CHAPTER X [How Wagner Operas Bang Along]

Three or four hours. That is a long time to sit in one place, whether
one be conspicuous or not, yet some of Wagner's operas bang along for
six whole hours on a stretch! But the people sit there and enjoy it all,
and wish it would last longer. A German lady in Munich told me that a
person could not like Wagner's music at first, but must go through the
deliberate process of learning to like it--then he would have his sure
reward; for when he had learned to like it he would hunger for it and
never be able to get enough of it. She said that six hours of Wagner was
by no means too much. She said that this composer had made a complete
revolution in music and was burying the old masters one by one. And
she said that Wagner's operas differed from all others in one notable
respect, and that was that they were not merely spotted with music here
and there, but were ALL music, from the first strain to the last. This
surprised me. I said I had attended one of his insurrections, and found
hardly ANY music in it except the Wedding Chorus. She said "Lohengrin"
was noisier than Wagner's other operas, but that if I would keep on
going to see it I would find by and by that it was all music, and
therefore would then enjoy it. I COULD have said, "But would you advise
a person to deliberately practice having a toothache in the pit of his
stomach for a couple of years in order that he might then come to enjoy
it?" But I reserved that remark.

This lady was full of the praises of the head-tenor who had performed in
a Wagner opera the night before, and went on to enlarge upon his old and
prodigious fame, and how many honors had been lavished upon him by the
princely houses of Germany. Here was another surprise. I had attended
that very opera, in the person of my agent, and had made close and
accurate observations. So I said:

"Why, madam, MY experience warrants me in stating that that tenor's
voice is not a voice at all, but only a shriek--the shriek of a hyena."

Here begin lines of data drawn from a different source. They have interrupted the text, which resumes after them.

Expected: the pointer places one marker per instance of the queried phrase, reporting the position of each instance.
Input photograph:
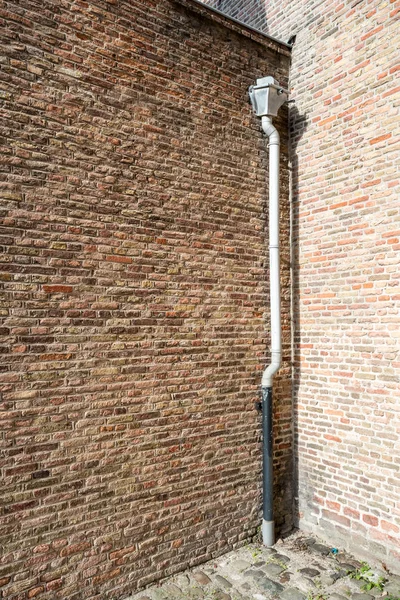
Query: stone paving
(298, 568)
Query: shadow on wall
(298, 124)
(249, 12)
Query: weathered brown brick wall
(346, 264)
(345, 158)
(134, 319)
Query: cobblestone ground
(298, 568)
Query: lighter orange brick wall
(346, 264)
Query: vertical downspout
(267, 97)
(268, 527)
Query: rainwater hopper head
(267, 96)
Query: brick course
(345, 148)
(134, 318)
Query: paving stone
(267, 585)
(393, 586)
(158, 594)
(254, 575)
(222, 581)
(201, 578)
(320, 549)
(309, 572)
(272, 570)
(340, 574)
(281, 558)
(309, 541)
(292, 594)
(285, 577)
(327, 579)
(172, 590)
(348, 567)
(239, 565)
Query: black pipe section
(268, 501)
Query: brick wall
(346, 264)
(346, 259)
(134, 320)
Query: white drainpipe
(267, 97)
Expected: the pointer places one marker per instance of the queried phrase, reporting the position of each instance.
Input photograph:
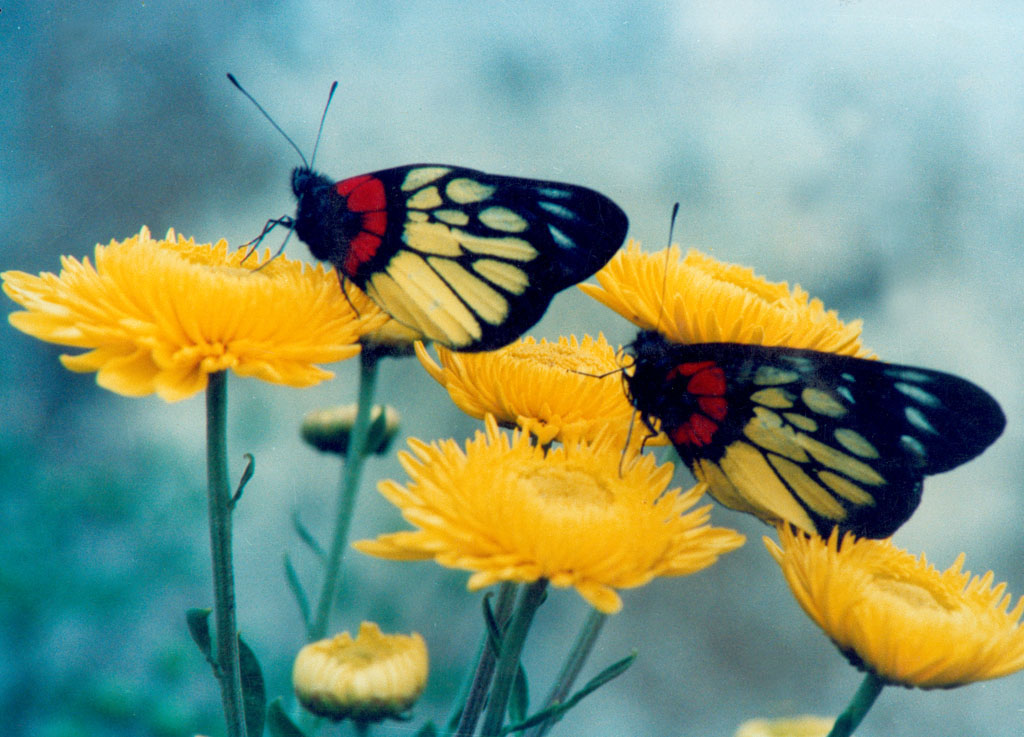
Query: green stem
(869, 689)
(219, 494)
(354, 458)
(570, 669)
(508, 660)
(476, 697)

"That is very true," she said; "he cannot sing now; it is already many
years that he has lost his voice, but in other times he sang, yes,
divinely! So whenever he comes now, you shall see, yes, that the theater
will not hold the people. JAWOHL BEI GOTT! his voice is WUNDERSCHOEN in
that past time."

I said she was discovering to me a kindly trait in the Germans which
was worth emulating. I said that over the water we were not quite so
generous; that with us, when a singer had lost his voice and a jumper
had lost his legs, these parties ceased to draw. I said I had been to
the opera in Hanover, once, and in Mannheim once, and in Munich
(through my authorized agent) once, and this large experience had nearly
persuaded me that the Germans PREFERRED singers who couldn't sing. This
was not such a very extravagant speech, either, for that burly Mannheim
tenor's praises had been the talk of all Heidelberg for a week before
his performance took place--yet his voice was like the distressing noise
which a nail makes when you screech it across a window-pane. I said so
to Heidelberg friends the next day, and they said, in the calmest and
simplest way, that that was very true, but that in earlier times his
voice HAD been wonderfully fine. And the tenor in Hanover was just
another example of this sort. The English-speaking German gentleman who
went with me to the opera there was brimming with enthusiasm over that
tenor. He said:

"ACH GOTT! a great man! You shall see him. He is so celebrate in all
Germany--and he has a pension, yes, from the government. He not obliged
to sing now, only twice every year; but if he not sing twice each year
they take him his pension away."

Very well, we went. When the renowned old tenor appeared, I got a nudge
and an excited whisper:

"Now you see him!"

But the "celebrate" was an astonishing disappointment to me. If he
had been behind a screen I should have supposed they were performing a
surgical operation on him. I looked at my friend--to my great surprise
he seemed intoxicated with pleasure, his eyes were dancing with eager
delight. When the curtain at last fell, he burst into the stormiest
applause, and kept it up--as did the whole house--until the afflictive
tenor had come three times before the curtain to make his bow. While the
glowing enthusiast was swabbing the perspiration from his face, I said:

"I don't mean the least harm, but really, now, do you think he can

"Him? NO! GOTT IM HIMMEL, ABER, how he has been able to sing twenty-five
years ago?" [Then pensively.] "ACH, no, NOW he not sing any more, he
only cry. When he think he sing, now, he not sing at all, no, he only
make like a cat which is unwell."

Where and how did we get the idea that the Germans are a stolid,
phlegmatic race? In truth, they are widely removed from that. They are
warm-hearted, emotional, impulsive, enthusiastic, their tears come at
the mildest touch, and it is not hard to move them to laughter. They are
the very children of impulse. We are cold and self-contained, compared
to the Germans. They hug and kiss and cry and shout and dance and sing;
and where we use one loving, petting expressions they pour out a score.
Their language is full of endearing diminutives; nothing that they love
escapes the application of a petting diminutive--neither the house, nor
the dog, nor the horse, nor the grandmother, nor any other creature,
animate or inanimate.

In the theaters at Hanover, Hamburg, and Mannheim, they had a wise
custom. The moment the curtain went up, the light in the body of the
house went down. The audience sat in the cool gloom of a deep twilight,
which greatly enhanced the glowing splendors of the stage. It saved gas,
too, and people were not sweated to death.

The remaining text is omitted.